Fluctuation Electromagnetic Interaction Between Rotating Nanoparticle and Near-Field of the Surface

TL;DR

This paper develops a theoretical framework to analyze the electromagnetic interactions, including friction torque and heat exchange, between a rotating nanoparticle and a surface, considering arbitrary rotation axis orientations.

Contribution

It introduces a general theoretical approach for fluctuation electromagnetic interactions with arbitrary rotation axis orientation, extending previous models with specific axis assumptions.

Findings

Derived integral expressions for torque, energy, and heat exchange with different coefficients.

Numerical estimations for gold and silicon carbide systems.

Compared results with previous perpendicular rotation axis case.

Abstract

Fluctuation electromagnetic interaction between a small rotating particle and a polarizable surface produces the friction torque on the particle, changes the attraction force (van -der -Waals force) and the rate of heat exchange in this system.
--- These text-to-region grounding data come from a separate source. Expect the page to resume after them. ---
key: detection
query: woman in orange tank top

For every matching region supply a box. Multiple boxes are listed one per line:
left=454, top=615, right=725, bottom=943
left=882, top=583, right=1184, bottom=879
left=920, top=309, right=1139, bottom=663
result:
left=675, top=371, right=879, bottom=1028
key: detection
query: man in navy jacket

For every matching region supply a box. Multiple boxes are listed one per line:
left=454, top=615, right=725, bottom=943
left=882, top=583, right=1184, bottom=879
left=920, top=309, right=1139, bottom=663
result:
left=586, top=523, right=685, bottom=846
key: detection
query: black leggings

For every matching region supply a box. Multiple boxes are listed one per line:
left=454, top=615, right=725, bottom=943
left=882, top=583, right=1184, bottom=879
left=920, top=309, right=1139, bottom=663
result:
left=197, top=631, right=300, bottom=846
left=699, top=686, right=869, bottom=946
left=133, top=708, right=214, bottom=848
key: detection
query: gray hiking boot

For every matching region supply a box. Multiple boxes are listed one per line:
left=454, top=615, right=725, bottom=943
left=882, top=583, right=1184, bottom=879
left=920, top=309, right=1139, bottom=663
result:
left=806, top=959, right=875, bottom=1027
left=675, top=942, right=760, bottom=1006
In this paper we consider the case where the rotation axis is parallel to the surface. We present general theoretical basis allowing to obtain characteristics of the interaction at an arbitrary orientation of the rotation axis. In comparison to the case where the rotation axis is perpendicular to the surface (arXiv: 1208.2603), the obtained integral expressions for the friction torque, interaction energy and heating rate have different numerical coefficients. Numerical estimations are given in the case Au (particle)- Au(surface) and SiC (particle)-SiC (surface).